ただ、双指向性はうまく利用すると大変便利なことがありますので、興味がある方は研究してみてください。
近接効果について
また、収録対象との距離感が他のマイクの感覚と異なります。近接効果が強く出るため、ダイナミックマイクのようにオンマイク収録するとこんな音になります。
低域がモッコモコですね。リボンマイクのマイキングは普段よりも距離をとる方が良い結果が出ます。いろいろカット&トライしてみてください。
現代のリボンマイク
「でかい」「音ちいさい」「脆い」というのが、従来のリボンマイクの常識でした。しかし最近ではその常識を覆す高性能なリボンマイクが登場しています。
SHURE の KSM353のように、耐久性の高いモデルや、beyerdynamic の M160は、リボンマイクでありながら単一指向性になっていて、より扱いやすくなっています。
また、アクティブ・リボンとよばれるタイプは、初めからプリアンプが内蔵されているため、S/Nに悩まされることなく扱うことができます。

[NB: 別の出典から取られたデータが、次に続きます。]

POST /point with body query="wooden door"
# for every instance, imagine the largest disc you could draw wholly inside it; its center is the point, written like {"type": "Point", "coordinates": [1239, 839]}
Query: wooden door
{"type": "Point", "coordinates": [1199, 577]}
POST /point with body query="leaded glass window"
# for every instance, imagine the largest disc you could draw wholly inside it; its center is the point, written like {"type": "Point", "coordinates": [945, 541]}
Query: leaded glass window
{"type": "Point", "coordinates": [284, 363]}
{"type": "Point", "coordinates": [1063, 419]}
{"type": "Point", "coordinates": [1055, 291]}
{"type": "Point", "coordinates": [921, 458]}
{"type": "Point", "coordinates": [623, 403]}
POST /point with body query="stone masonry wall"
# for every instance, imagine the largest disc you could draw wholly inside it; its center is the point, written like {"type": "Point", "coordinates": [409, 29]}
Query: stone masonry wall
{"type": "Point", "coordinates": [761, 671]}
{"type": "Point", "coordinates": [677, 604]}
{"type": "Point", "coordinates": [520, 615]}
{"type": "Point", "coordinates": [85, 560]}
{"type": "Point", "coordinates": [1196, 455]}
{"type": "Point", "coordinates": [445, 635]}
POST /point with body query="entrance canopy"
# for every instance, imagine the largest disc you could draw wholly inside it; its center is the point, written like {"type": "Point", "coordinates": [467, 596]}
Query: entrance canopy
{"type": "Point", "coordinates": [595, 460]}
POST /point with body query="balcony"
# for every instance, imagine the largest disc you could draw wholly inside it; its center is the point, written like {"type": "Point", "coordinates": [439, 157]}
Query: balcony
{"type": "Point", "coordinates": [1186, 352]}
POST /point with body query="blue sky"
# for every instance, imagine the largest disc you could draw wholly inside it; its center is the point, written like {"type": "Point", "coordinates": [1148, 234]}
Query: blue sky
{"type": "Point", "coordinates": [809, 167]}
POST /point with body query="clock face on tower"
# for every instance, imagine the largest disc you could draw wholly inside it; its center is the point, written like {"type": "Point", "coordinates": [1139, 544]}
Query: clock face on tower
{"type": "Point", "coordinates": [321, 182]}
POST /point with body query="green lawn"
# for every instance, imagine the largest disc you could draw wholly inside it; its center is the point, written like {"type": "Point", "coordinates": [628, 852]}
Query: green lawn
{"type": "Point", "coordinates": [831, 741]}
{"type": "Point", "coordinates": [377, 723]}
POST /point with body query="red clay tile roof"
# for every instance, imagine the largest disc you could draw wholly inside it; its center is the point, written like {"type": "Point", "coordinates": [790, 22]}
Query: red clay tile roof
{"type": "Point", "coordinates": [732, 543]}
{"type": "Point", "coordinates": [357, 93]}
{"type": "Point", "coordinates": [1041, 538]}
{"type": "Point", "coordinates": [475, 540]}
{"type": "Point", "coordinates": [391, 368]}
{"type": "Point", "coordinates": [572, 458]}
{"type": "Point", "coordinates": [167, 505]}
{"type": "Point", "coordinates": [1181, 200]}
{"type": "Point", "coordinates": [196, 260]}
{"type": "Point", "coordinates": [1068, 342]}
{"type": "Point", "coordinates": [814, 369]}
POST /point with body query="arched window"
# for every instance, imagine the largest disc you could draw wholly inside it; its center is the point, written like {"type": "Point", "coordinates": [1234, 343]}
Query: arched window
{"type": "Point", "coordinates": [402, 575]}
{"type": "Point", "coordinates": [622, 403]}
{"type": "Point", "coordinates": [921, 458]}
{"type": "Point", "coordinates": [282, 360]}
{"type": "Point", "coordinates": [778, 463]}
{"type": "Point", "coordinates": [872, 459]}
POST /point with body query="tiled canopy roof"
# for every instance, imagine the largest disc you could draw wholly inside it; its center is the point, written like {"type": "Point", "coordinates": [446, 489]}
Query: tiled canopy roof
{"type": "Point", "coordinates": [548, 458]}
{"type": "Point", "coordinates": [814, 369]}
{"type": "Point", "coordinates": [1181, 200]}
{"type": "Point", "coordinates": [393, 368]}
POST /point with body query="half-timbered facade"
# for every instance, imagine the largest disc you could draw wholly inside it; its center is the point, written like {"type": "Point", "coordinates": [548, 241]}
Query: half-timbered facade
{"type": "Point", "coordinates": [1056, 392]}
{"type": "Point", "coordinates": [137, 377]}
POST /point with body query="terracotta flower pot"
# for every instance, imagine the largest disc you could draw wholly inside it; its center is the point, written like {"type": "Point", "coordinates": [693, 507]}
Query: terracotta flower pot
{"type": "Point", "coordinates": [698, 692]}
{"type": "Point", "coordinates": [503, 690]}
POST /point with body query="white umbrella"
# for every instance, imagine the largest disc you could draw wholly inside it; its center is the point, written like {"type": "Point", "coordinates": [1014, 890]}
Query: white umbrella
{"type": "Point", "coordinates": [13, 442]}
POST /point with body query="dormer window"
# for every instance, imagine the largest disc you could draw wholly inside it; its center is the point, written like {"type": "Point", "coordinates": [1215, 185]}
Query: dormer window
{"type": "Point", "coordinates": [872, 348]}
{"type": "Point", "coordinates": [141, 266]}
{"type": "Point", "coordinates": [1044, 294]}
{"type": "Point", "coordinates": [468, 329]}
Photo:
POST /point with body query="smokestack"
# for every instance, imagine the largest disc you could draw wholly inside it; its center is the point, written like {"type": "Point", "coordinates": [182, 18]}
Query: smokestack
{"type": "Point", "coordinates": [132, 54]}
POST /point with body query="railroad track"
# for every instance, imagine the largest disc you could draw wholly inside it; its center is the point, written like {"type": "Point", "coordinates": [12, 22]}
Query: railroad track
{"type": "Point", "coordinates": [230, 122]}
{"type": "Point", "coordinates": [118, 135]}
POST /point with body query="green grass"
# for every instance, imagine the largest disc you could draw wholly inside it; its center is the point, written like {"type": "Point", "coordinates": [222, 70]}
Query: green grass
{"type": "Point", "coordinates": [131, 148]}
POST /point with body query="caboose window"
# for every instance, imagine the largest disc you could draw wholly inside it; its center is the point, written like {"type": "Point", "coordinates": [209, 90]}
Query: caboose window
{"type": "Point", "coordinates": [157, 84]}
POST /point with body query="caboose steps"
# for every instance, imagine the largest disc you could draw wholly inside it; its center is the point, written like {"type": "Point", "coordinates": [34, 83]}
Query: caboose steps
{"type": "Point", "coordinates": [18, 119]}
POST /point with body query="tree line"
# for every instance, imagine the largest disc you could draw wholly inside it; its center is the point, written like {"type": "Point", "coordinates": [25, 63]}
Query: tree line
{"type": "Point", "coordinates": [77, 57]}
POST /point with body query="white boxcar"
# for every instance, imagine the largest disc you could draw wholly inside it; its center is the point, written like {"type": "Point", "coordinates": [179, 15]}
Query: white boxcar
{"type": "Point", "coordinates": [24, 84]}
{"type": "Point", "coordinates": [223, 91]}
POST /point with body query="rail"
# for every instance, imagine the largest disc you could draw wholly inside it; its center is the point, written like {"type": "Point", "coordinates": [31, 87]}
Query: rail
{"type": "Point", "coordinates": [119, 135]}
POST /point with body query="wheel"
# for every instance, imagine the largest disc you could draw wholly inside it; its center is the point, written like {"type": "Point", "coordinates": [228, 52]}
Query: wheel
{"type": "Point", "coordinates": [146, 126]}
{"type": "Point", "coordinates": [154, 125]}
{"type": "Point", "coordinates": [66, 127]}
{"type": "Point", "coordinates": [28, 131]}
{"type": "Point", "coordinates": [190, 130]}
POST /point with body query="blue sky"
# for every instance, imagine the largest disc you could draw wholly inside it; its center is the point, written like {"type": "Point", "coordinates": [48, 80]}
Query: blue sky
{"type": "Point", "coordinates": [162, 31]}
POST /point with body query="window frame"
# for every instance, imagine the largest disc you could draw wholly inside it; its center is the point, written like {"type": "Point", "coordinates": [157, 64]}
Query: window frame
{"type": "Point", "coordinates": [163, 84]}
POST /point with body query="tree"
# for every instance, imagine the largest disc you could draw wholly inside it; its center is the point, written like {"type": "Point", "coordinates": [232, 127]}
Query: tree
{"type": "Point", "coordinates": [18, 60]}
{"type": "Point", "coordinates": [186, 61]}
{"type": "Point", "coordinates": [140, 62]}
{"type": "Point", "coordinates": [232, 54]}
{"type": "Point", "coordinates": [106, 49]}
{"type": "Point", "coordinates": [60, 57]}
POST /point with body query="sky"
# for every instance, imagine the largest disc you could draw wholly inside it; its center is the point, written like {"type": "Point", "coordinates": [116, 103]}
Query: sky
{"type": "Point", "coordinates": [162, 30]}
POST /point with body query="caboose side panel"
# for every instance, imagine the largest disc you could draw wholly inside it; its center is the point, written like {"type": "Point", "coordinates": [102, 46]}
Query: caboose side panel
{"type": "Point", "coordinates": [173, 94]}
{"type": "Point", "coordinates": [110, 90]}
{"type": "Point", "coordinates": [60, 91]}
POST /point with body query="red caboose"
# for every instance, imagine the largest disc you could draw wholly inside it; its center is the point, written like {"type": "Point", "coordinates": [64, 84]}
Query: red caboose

オーソドックスなリボンマイクもいいですが、扱いやすい最新設計のリボンマイクから使い始めてみてもいいかもしれません。
まとめ
- オーソドックスなリボンマイクは壊れやすく扱いが難しい
- 双指向性で、近接効果が強い。マイキングにクセがある
- 低域のリニアリティが良いが高域はちょっと苦手
- 他にはないキャラクターで、特にボーカル・ナレーションに最適
- 現在は扱いやすい新設計の製品が出回っている
人の声の他にも、サックスやエレキギターのようなリード楽器に使っても良い結果を得られるでしょう(壊れないように注意が必要ですが、、、)。マルチマイクにして、低域を担当させてあげればとてもリニアな音を得ることもできます。
双指向性ということは、もう一本単一指向性のマイクを準備すればMS録音が簡単に出来ます。試してみるとなかなか面白いですよ。
リボンマイク一本だけしかないと使い勝手が悪いですが、他のマイクと組み合わせると使い道が出てきます。2本目、3本目に持つと面白いですよ?